Che si debbano modificare atteggiamenti e comportamenti per far crescere adeguatamente il nostro Paese, non vi sono dubbi. Ma la riuscita di questa impresa passa necessariamente per il riconoscimento del molto di buono che abbiamo, come base indispensabile per poter progredire.
Dannare tutto il nostro passato, recente e lontano, come un errore da cancellare può essere un espediente di qualche politico senza scrupoli per acquisire consenso e voti, ma è un’operazione errata e dannosa di cui poi si pagano le conseguenze. Ho letto le Assise Generali di Confindustria, svoltesi a Verona a metà febbraio, come un recupero di orgoglio di un paese e della sua impresa volto a sottolineare il progresso fin qui fatto, malgrado le difficoltà, e la decisa volontà di operare per un futuro che tenga l’Italia nella schiera dei grandi paesi industriali.
Questa deve essere la nostra ambizione, con la consapevolezza che abbiamo tutte le carte in regola per competere. Abbiamo imprese competitive che assicurano al Paese un largo avanzo nei conti con l’estero. Abbiamo centri di ricerca capaci di sfidare quelli di altri paesi, malgrado l’esiguità delle risorse impegnate.
Abbiamo lavoratori capaci di adattarsi alle nuove tecnologie e di sfruttarle per produzioni uniche, studiate apposta per i clienti, ciò che difende la nostra produzione sui mercati mondiali ben più che un tasso di cambio al ribasso o un dazio doganale improvviso.
Confindustria si apre sempre più alla concorrenza e sollecita una piena adesione a un’Europa integrata.
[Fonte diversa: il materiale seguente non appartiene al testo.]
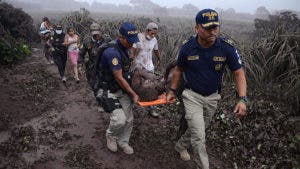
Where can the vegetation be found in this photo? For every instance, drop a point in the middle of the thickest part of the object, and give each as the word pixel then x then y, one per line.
pixel 268 136
pixel 16 31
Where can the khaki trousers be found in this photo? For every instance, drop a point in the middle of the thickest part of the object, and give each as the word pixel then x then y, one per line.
pixel 199 112
pixel 121 120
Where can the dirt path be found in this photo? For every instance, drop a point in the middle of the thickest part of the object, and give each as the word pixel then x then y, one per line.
pixel 64 128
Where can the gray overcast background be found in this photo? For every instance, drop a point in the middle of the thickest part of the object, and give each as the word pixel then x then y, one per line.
pixel 248 6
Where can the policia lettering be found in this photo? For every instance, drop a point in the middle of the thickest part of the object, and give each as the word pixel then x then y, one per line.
pixel 106 84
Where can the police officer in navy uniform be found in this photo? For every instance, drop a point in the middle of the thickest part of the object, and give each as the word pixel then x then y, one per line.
pixel 115 65
pixel 201 60
pixel 60 51
pixel 91 46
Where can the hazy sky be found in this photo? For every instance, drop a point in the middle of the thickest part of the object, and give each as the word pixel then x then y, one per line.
pixel 239 5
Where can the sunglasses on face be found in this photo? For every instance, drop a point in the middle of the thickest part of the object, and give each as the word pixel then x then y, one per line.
pixel 210 27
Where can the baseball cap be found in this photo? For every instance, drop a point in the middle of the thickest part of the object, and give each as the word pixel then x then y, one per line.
pixel 58 27
pixel 96 32
pixel 128 30
pixel 95 28
pixel 152 26
pixel 207 18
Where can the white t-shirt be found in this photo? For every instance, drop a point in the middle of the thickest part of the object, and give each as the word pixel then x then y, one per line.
pixel 145 49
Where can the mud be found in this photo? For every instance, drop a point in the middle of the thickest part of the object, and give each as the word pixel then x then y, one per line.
pixel 45 124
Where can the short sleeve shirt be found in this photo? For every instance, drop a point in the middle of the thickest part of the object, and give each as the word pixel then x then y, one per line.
pixel 145 48
pixel 204 67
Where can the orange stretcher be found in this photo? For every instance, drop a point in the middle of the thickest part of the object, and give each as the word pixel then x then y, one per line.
pixel 162 99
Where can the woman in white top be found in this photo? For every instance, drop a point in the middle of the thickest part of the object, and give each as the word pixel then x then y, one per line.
pixel 72 41
pixel 142 53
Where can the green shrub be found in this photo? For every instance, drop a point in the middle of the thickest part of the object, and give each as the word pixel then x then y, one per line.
pixel 17 31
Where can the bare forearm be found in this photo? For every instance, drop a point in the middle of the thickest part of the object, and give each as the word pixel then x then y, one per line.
pixel 176 77
pixel 157 54
pixel 125 86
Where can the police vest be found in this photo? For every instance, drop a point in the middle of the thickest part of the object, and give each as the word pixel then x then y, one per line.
pixel 106 77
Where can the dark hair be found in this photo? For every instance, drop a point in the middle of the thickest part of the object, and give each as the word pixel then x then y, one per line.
pixel 69 28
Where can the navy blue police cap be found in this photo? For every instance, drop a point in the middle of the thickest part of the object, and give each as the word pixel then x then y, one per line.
pixel 129 31
pixel 207 18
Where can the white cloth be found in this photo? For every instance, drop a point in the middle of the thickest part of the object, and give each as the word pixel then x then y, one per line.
pixel 145 49
pixel 73 40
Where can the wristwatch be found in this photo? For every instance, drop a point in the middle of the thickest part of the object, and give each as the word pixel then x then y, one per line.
pixel 244 99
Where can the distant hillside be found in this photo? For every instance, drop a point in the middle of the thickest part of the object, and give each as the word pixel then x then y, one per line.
pixel 146 7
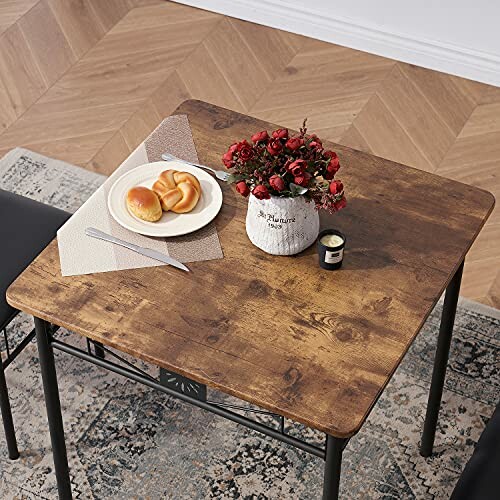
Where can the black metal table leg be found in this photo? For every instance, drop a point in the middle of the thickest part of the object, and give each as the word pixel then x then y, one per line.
pixel 99 350
pixel 51 392
pixel 334 448
pixel 440 362
pixel 8 423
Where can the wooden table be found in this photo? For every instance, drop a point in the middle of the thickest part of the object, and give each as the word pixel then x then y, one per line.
pixel 314 346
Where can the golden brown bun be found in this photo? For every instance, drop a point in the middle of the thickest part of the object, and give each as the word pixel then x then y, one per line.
pixel 178 191
pixel 144 203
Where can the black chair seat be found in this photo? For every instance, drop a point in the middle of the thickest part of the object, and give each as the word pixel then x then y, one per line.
pixel 481 477
pixel 26 228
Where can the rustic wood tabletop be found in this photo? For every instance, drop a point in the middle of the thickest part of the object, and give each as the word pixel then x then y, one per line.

Questa ambizione è stata poi ribadita dalla sottoscrizione, a fine febbraio, di un Manifesto a favore dell’Europa firmato da tutte le principali associazioni d’imprese (Assonime, Abi, Ania, Febaf, oltre a Confindustria), volto a ribadire che l’Europa è il nostro ambito istituzionale di riferimento e che all’Europa l’Italia deve partecipare pienamente, assumendone gli impegni, proprio per poter chiedere agli altri paesi di fare la loro parte.
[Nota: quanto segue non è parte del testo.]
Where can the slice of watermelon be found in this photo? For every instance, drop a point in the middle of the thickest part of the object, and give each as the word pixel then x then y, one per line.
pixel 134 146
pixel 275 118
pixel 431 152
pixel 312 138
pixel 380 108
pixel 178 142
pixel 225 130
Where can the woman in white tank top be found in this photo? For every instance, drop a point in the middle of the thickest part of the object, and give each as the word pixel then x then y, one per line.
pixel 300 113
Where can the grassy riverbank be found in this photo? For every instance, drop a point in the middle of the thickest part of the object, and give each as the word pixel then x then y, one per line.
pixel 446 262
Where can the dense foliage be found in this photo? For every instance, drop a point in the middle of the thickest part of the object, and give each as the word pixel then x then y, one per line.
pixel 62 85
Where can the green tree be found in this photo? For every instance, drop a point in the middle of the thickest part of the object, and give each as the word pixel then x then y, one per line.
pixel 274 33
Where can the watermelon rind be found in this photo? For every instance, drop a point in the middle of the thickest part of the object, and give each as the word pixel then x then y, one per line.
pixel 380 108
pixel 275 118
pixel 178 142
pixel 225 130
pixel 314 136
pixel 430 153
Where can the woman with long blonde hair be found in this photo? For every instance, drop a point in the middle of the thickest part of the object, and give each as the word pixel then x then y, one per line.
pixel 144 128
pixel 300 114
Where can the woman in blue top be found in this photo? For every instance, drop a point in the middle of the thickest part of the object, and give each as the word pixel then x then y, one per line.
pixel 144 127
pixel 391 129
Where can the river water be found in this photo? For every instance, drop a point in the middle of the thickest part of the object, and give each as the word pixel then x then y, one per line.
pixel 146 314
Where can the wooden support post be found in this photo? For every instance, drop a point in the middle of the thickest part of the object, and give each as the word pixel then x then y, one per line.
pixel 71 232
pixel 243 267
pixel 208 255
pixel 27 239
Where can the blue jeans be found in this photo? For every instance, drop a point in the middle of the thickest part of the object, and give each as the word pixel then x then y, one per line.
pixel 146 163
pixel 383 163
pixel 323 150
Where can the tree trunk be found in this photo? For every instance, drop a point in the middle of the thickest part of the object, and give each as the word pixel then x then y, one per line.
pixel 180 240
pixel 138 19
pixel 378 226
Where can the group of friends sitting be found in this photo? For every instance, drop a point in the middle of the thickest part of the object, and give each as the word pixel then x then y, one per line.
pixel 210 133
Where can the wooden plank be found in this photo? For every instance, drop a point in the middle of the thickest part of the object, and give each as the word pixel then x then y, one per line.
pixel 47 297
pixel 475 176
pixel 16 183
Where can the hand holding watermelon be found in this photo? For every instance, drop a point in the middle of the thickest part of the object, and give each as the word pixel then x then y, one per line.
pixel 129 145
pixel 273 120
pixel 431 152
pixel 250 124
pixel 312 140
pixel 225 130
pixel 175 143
Di questa opinione sono tutte le imprese italiane. Noi come Aifi abbiamo sottoscritto il Manifesto attraverso la Febaf e siamo consapevoli della necessità di partecipare attivamente alla costruzione della nuova Eurozona, dopo l’uscita della Gran Bretagna dall’Unione europea. Una partecipazione che sarà tanto più forte se la nostra economia saprà crescere al ritmo delle altre.
Per fare questo è necessario, in questa fase, fornire adeguati capitali alle imprese, superando la dipendenza dal credito.
Questa è la missione delle imprese della finanza alternativa, associate in Aifi, che provvedono a trasformare i risparmi delle famiglie in capitale di rischio e di debito per le imprese, al fine di farle crescere e produrre nuovi redditi e nuovi risparmi: in altre parole a rimettere in moto la spirale virtuosa della crescita che trasforma il risparmio in investimenti, lavoro e redditi. Solo avendo la consapevolezza della nostra capacità e della nostra storia, anche di quella recente, sarà possibile per l’Italia riprendere quel ruolo che le compete nell’Europa e nel mondo.